When Paul arrived at Newark, he got off the train and took another cab, directing the driver to follow the Pennsylvania tracks out of the town. The snow lay heavy on the roadways and had drifted deep in the open fields. Only here and there the dead grass or dried weed stalks projected, singularly black, above it. Once well into the country, Paul dismissed the carriage and walked, floundering along the tracks, his mind a medley of irrelevant things. He seemed to hold in his brain an actual picture of everything he had seen that morning. He remembered every feature of both his drivers, the toothless old woman from whom he had bought the red flowers in his coat, the agent from whom he had got his ticket, and all of his fellow-passengers on the ferry. His mind, unable to cope with vital matters near at hand, worked feverishly and deftly at sorting and grouping these images. They made for him a part of the ugliness of the world, of the ache in his head, and the bitter burning on his tongue. He stooped and put a handful of snow into his mouth as he walked, but that, too, seemed hot. When he reached a little hillside, where the tracks ran through a cut some twenty feet below him, he stopped and sat down.

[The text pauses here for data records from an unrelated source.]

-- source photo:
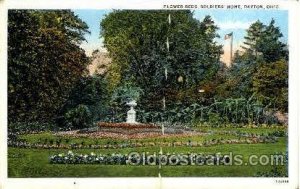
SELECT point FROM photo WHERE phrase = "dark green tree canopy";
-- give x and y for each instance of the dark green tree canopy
(137, 43)
(44, 61)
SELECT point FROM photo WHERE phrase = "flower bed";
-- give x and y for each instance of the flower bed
(189, 143)
(126, 125)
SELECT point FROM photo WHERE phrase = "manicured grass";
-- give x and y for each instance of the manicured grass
(35, 162)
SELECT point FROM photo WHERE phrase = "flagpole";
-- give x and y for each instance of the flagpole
(231, 45)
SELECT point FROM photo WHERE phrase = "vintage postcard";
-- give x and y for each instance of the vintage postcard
(162, 94)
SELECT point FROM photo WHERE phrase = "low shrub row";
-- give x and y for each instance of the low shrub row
(250, 140)
(141, 159)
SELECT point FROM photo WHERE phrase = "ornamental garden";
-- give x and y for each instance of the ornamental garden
(164, 102)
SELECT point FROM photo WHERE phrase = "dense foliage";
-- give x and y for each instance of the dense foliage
(44, 62)
(163, 58)
(260, 70)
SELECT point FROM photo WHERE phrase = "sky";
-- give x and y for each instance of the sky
(236, 21)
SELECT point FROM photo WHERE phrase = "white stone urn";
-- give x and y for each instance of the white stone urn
(131, 114)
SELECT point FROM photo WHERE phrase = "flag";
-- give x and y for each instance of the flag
(227, 36)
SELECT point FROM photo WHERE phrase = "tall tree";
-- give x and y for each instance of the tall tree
(44, 61)
(261, 69)
(264, 40)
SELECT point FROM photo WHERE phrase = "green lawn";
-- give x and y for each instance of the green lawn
(35, 162)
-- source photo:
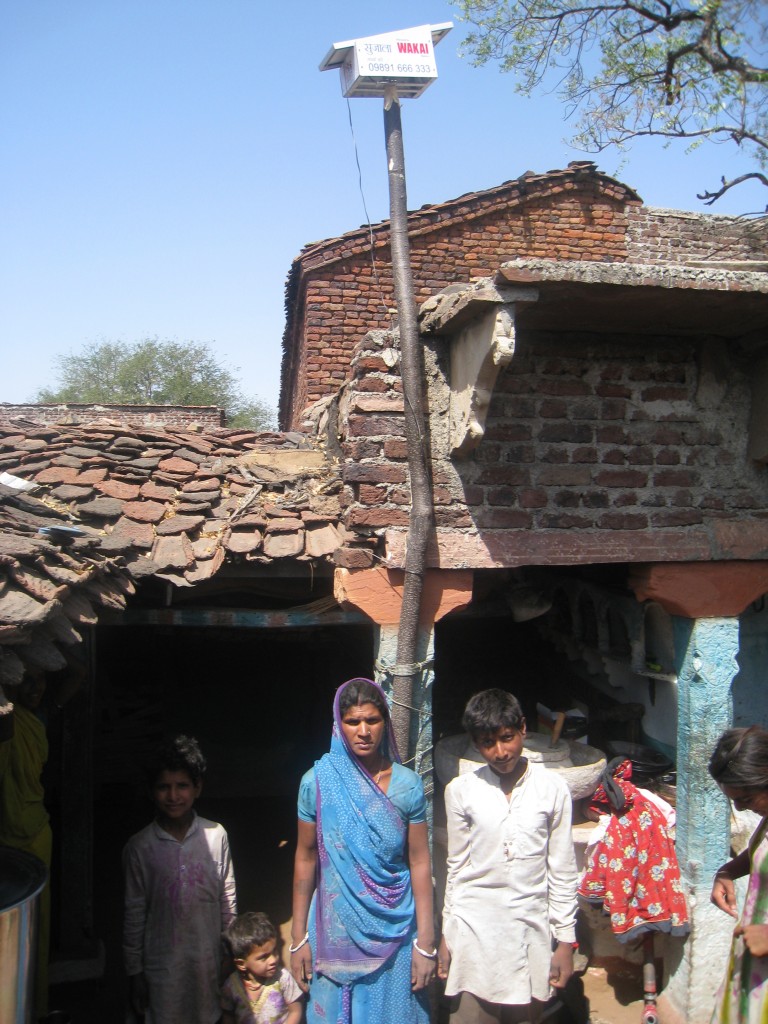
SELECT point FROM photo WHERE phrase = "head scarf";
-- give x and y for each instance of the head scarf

The carnations in his coat were drooping with the cold, he noticed; all their red glory over. It occurred to him that all the flowers he had seen in the show windows that first night must have gone the same way, long before this. It was only one splendid breath they had, in spite of their brave mockery at the winter outside the glass. It was a losing game in the end, it seemed, this revolt against the homilies by which the world is run. Paul took one of the blossoms carefully from his coat and scooped a little hole in the snow, where he covered it up. Then he dozed a while, from his weak condition, seeming insensible to the cold.
The sound of an approaching train woke him, and he started to his feet, remembering only his resolution, and afraid lest he should be too late. He stood watching the approaching locomotive, his teeth chattering, his lips drawn away from them in a frightened smile; once or twice he glanced nervously sidewise, as though he were being watched. When the right moment came, he jumped. As he fell, the folly of his haste occurred to him with merciless clearness, the vastness of what he had left undone. There flashed through his brain, clearer than ever before, the blue of Adriatic water, the yellow of Algerian sands.
He felt something strike his chest,—his body was being thrown swiftly through the air, on and on, immeasurably far and fast, while his limbs gently relaxed. Then, because the picture making mechanism was crushed, the disturbing visions flashed into black, and Paul dropped back into the immense design of things.